Deutlich hörbar sind die Bahnen freilich immer noch, wenn sie im Minutentakt am Ökohaus vorbeirauschen. Die nahegelegene S-Bahn-Station ist einer der Gründe, warum Gerd Heinemann das Ökohaus eine „grüne Oase inmitten einer Industriebrache“ nennt. Gegen diesen Eindruck helfe Heinemann zufolge auch der angrenzende Von-Bernus-Park mehr schlecht als recht: Die Stadt kümmere sich zu wenig um die Parkanlage; so wenig, dass Heinemann sogar schon – erfolglos – angeboten hatte, dessen Hege und Pflege zu übernehmen. Gärtnern würde man ja schließlich ohnehin schon in den eigenen vier Wänden und zwar alles ohne Fachleute.

Nur zwei Mal im Jahr kommt ein Gärtner

Nur zwei Mal im Jahr kommt ein Gärtner ins Ökohaus, um gegen Ungeziefer zu spritzen, und schon das passt Heinemann – dem einstigen Linken – eigentlich so gar nicht in den Kram. Ansonsten mache man wirklich alles „avanti dilettanti“, versichert er, ohne damit aber auf den Praktikanten Lukas Gräber anspielen zu wollen. Der 23-Jährige, der gerade, mit Wasserschlauch bewaffnet, den Klebsamen im hinteren Glashaus bewässert, schätzt seinen Praktikumsort, weil es eben „kein 0-8-15-Arbeitsplatz“ sei. Außerdem weiß der gebürtige Preungesheimer, der heute eigentlich in Freiburg studiert, noch von früher, dass das Ökohaus ein bisschen wie „das grüne Freiburg im Kleinen“ sei: Seine Mutter arbeitete schon in seinen Kinderjahren beim „Forschungsinstitut für biologischen Landbau“ (FiBL), einer der Mieter im Ökohaus. Als Angestellte im Ökohaus kam sie 1995 in den Genuss, einen bevorzugten Kindergartenplatz nebenan zu bekommen, mit dem das Ökohaus eine privilegierte Vereinbarung für alle Angestellten getroffen hat.

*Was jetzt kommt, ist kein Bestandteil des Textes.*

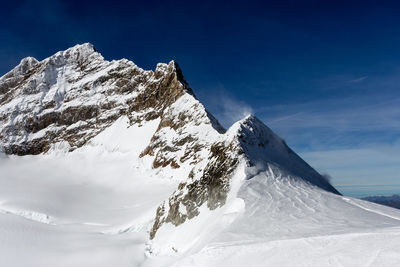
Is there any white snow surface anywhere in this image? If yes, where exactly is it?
[0,117,400,267]
[0,44,400,267]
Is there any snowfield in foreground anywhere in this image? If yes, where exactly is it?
[0,43,400,267]
[0,120,400,267]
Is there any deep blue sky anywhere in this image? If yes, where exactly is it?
[0,0,400,193]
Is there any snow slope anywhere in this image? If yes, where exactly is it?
[0,44,400,267]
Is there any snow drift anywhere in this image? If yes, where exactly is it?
[0,44,400,266]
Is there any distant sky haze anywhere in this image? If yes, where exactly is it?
[0,0,400,193]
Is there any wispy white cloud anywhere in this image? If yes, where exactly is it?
[300,140,400,186]
[256,98,400,149]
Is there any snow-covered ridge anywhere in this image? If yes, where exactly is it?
[0,43,354,262]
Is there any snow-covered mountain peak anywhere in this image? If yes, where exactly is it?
[0,43,338,258]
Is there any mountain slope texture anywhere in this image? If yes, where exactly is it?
[0,43,400,266]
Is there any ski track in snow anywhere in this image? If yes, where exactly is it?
[0,44,400,267]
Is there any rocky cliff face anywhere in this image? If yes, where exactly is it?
[0,44,338,245]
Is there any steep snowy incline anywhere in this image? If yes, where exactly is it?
[0,44,400,267]
[170,167,400,267]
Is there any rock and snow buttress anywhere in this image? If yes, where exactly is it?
[0,43,397,267]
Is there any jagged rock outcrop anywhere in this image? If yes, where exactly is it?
[0,44,206,155]
[0,44,338,245]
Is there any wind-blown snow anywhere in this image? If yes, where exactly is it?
[0,44,400,267]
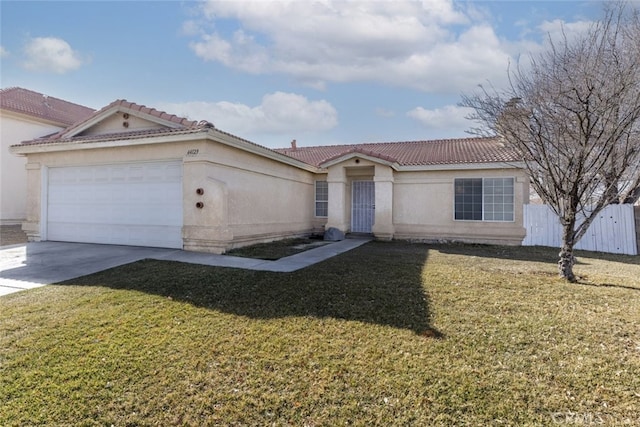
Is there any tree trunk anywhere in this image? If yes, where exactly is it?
[558,217,577,283]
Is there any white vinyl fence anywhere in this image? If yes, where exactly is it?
[522,205,638,255]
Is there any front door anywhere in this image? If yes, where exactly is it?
[351,181,376,233]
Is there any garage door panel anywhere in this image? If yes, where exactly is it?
[47,162,182,248]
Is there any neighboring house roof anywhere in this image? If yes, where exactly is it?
[275,138,519,167]
[0,87,95,127]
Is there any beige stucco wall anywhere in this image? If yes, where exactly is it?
[326,158,529,245]
[0,110,62,224]
[393,169,529,245]
[18,135,322,253]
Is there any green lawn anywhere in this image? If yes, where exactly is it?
[0,242,640,426]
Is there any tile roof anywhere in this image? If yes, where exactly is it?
[0,87,95,127]
[94,99,199,128]
[23,99,208,145]
[13,128,208,147]
[275,138,519,167]
[7,95,520,167]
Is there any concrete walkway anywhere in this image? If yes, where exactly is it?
[0,238,371,296]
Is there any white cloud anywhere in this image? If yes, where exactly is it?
[24,37,85,74]
[189,0,509,92]
[407,105,472,131]
[538,19,593,43]
[160,92,338,136]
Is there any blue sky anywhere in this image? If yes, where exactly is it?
[0,0,602,147]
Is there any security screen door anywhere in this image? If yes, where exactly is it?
[351,181,376,233]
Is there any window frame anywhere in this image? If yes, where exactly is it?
[313,179,329,218]
[453,176,516,223]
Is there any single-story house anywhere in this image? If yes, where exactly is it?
[11,100,529,253]
[0,87,95,225]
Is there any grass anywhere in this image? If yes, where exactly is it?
[0,242,640,426]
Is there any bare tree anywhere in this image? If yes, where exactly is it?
[461,3,640,282]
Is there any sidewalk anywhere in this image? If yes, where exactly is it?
[152,237,371,273]
[0,237,371,296]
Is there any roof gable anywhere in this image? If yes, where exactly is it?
[0,87,95,127]
[51,99,198,139]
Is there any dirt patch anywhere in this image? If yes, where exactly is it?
[0,225,27,246]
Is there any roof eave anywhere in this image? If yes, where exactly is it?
[397,162,524,172]
[0,107,69,129]
[320,151,400,171]
[9,128,319,173]
[208,128,321,173]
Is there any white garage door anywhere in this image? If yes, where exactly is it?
[46,161,182,249]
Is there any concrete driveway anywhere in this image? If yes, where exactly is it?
[0,242,180,296]
[0,237,371,296]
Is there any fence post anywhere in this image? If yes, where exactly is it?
[633,206,640,254]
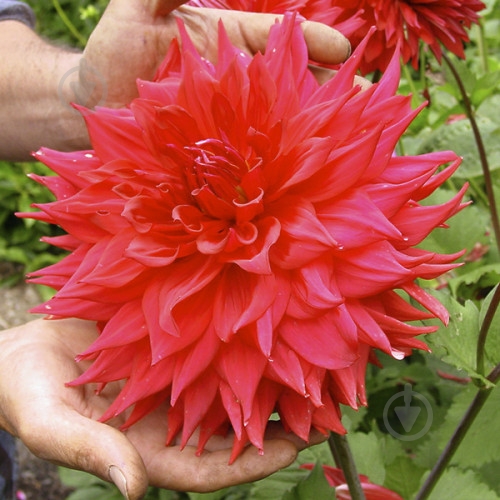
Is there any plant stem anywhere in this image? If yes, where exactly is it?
[52,0,87,47]
[328,432,366,500]
[476,285,500,375]
[415,364,500,500]
[443,53,500,254]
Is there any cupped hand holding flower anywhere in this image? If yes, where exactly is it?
[0,0,349,160]
[0,320,324,500]
[76,0,350,107]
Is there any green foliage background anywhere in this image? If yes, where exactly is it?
[0,0,500,500]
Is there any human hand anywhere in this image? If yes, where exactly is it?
[0,320,326,500]
[74,0,350,108]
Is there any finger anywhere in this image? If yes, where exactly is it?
[301,21,351,64]
[265,421,328,451]
[19,408,148,500]
[148,439,298,493]
[232,11,351,65]
[146,0,188,17]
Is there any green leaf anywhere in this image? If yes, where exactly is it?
[426,291,491,385]
[383,457,426,499]
[250,464,308,500]
[479,286,500,367]
[448,387,500,468]
[347,432,385,484]
[448,263,500,300]
[282,464,336,500]
[429,468,498,500]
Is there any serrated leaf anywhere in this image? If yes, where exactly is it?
[479,286,500,366]
[448,264,500,297]
[250,464,308,500]
[422,468,498,500]
[418,116,500,180]
[383,457,426,499]
[426,291,487,383]
[420,189,493,260]
[282,464,336,500]
[477,457,500,498]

Das Ökohaus will also nicht nur natur-, sondern auch sozialverträglich sein. Deshalb hat Heinemann im letzten Jahr auch nicht auf einen Immobilienmakler gehört, der ihm getrost zu einer Mietpreiserhöhung geraten hatte: Im Vergleich zu den ansteigenden Mieten sind die 14 Euro, die die die Kühl KG pro Quadratmeter von ihren Mietern nimmt, jedenfalls luftig unter dem städtischen Durchschnitt von 16,50 Euro pro Quadratmeter, wie sie die IHK Frankfurt in ihrem aktuellen Gewerbemarktbericht berechnet hat. „Das ist nicht unser Ding, zu sagen, wir müssen immer hart am Ball bleiben“, sagt Heinemann und kann sich deshalb vor gewerblichen Mietinteressenten gar nicht retten. Seit das Ökohaus eröffnet hat, führt die Kühl KG eine Warteliste. „Das geht hier aber nicht nach dem Windhundprinzip“, so Heinemann, der im Falle einer frei werdenden Partie jedes mal aufs Neue überlegt, welcher Miet-Interessent ins bestehende Gesamtgepräge passt. „Dafür gibt es keine Auswahlkriterien, es muss auch keiner auf drei Buchstaben schwören“, womit Heinemann sowohl „bio“ als auch „öko“ meint.

Aus irgendeinem Grund passten die beiden Prädikate aber stets zu jedem einzelnen der Betriebe, die sich für einen der raren Gewerberäume interessierten. Ob auch das dem Ruf des Ökohauses geschuldet sei? „Ganz offensichtlich“, sagt Heinemann und sieht an der Stelle keine Veranlassung zu einer Korrektur.